Jesus Among the Gentiles
The Canaanite Woman (Matthew 15:21-28; Mark 7:24-30)
Jesus travels to the region of Tyre and Sidon in Phoenicia. This is the second time Jesus leaves the borders of Israel; the first being when he was taken to Egypt as a infant. It is the only time the Gospel accounts indicate that Jesus left Israel during his ministry. Mark tells us he went there to avoid being known, but it wasn’t possible. His reputation had spread too far by this time.
A Canaanite woman who lived in that region approached Jesus begging him to free her daughter from a demon. Mark’s account refers to her as a Greek, but this term was used loosely by the Jews to refer to any non-Israelite as a Greek. She refers to Jesus as the son of David, demonstrating her understanding that Jesus was the Messiah. Strangely, Jesus ignores her. His disciples, though come to him and ask him to send her away because her pleads were annoying them. The prejudice of the disciples is shown her because while they have been granted the authority to cast out demons, it doesn’t appear that they were interested in helping the woman.
Adding to the insult already given, Jesus eventually tells the woman that he was only sent to the lost in Israel. In other words, he is saying she is of the wrong nationality to receive aid from him. This did not deter the woman. She fell down and worship him, thus indicating her understanding that he was divine. He had acknowledged her presence so she pressed her plea.
Again Jesus appears to insult the woman. Instead of acknowledging her faith, he said the miracles he had the right to grant were for God’s children and not little dogs, thus insulting both her and her people. Dogs were not respectable animals in that society. Still she preserves in her plea, acknowledging that what Jesus said was true and responding that even dogs get crumbs from the master’s table.
At this point Jesus shows us that he was testing her faith (Lamentations 3:32). He praises her for her great faith and states that her daughter would be made well (Psalm 145:19). Though Jesus did not go to the daughter, it is noted that she was made well at that very hour. The woman’s faith was demonstrated again in that she left at Jesus’ word and when she arrived home she found her daughter well.
This event illustrates a reoccurring theme in the Bible. God wants His people to show persistence, even in the face of adversity. The story of Jacob wrestling with the angel is an early example of this (Genesis 32:24-30). Jesus will later tell the parable of the unjust judge to make the same point in Luke 18. The Canaanite woman’s persistent faith stands as a contrast to Peter’s weak faith when walking to Jesus on the water.
Healing of Man Deaf and with a Speech Impediment (Matthew 15:29-31; Mark 7:31-37)
Jesus returns to the area around the Sea of Galilee, stopping at the far side of the sea at Decapolis. He appears to be continuing to King Herod or at least the territory he rules. Decapolis is the area where Jesus had cast out the legion of demons from a man and was hence asked to leave.
He climbed a particular mountain, though we don’t know which one as it wasn’t named. Soon a great multitude came to him bringing their ill and injured. They marveled as they watched Jesus heal each of them and gave glory to God. His reception is drastically different from the last time he was in the area and is probably the result of the preaching in the area of the man who was once demon possessed (Mark 5:19-20; Luke 8:38-39).
Mark records one particular healing of a man who was deaf and an impediment to speaking. Since he appeared to have some limited ability to speak, it is assumed that he lost his hearing later in life. The method Jesus used is different than the other healings we have seen. He took the man apart from the crowd, put his fingers in his ears, spat and touched his tongue. The reason may be as simple as that since the man was unable to hear, Jesus demonstrated what he was doing by touching the parts of the man that were not working so that the man would understand. Looking up to heaven, Jesus said “Be opened.” As happened in all other miracles, the effect was immediate and complete.
Though Jesus healed many, he continue to insist that word of what he did not be spread. But the more he insisted, the more widely people told others. His desire to avoid publicity made him appear more marvelous in the people’s eye.
Feeding of Over 4,000 (Matthew 15:32-39; Mark 8:1-9)

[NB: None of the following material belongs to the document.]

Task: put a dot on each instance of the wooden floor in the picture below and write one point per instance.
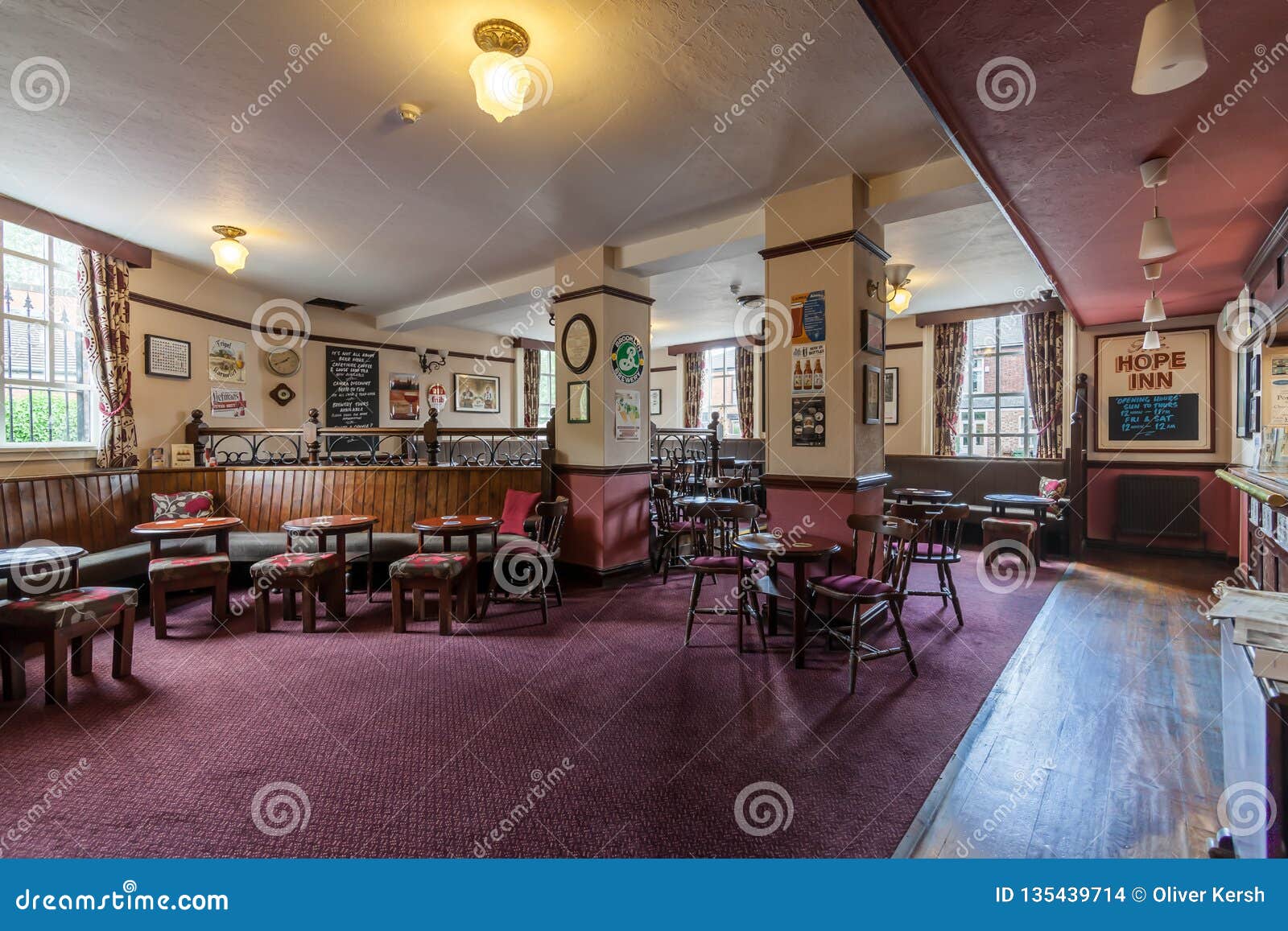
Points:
(1103, 735)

Once again, Jesus felt compassion for the large crowd that had gathered in the remote area to see him. They had been with him three days and now had nothing to eat. He did not want to send them away hungry.

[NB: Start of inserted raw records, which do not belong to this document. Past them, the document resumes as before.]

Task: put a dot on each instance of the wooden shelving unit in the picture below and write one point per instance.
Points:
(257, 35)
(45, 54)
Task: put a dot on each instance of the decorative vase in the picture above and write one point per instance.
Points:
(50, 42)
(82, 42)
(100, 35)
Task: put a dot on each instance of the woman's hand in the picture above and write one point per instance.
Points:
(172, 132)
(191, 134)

The circumstances are very similar to the feeding of over five thousand just outside of Bethsaida. It is a wonder that the disciples make similar protests about being unable to feed the crowd. Where before they feared they did not have the funds to buy enough to feed the crowd, here they protest that the area is so remote that there is nowhere to purchase the food in enough quantity.

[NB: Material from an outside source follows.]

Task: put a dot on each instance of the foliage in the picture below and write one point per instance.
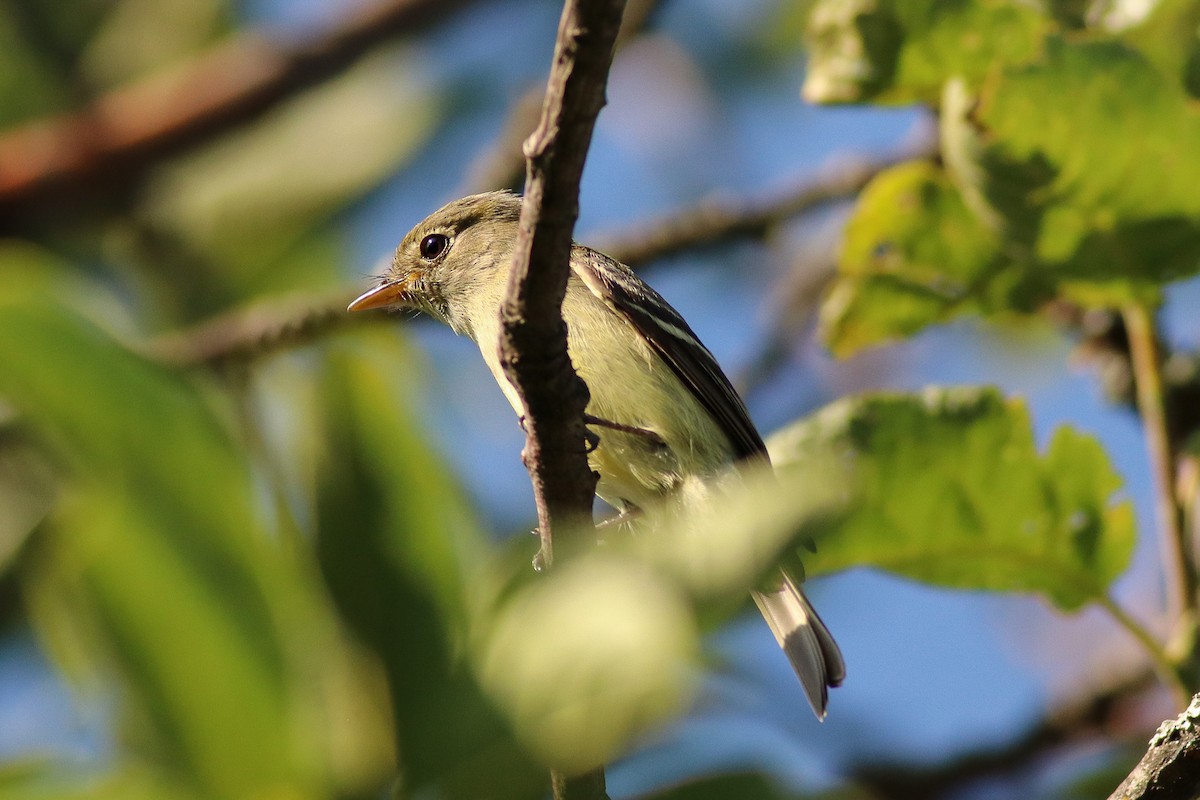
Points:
(267, 571)
(1031, 204)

Jesus asks how much food was available and the disciples come up with seven loaves of bread and a few small fish. Jesus had every sit. He blessed the bread and the fish and divided it among his disciples. They in turn divided it among the people.
Everyone ate until they were full and when the scraps were gathered, they found they had seven baskets of food remaining after feeding over four thousand people.
Jesus then sent the people away and took a boat to Magdala in the region of Dulmanutha. What is interesting is that the people of Decapolis do not begin to chase Jesus in hopes of gaining additional free food.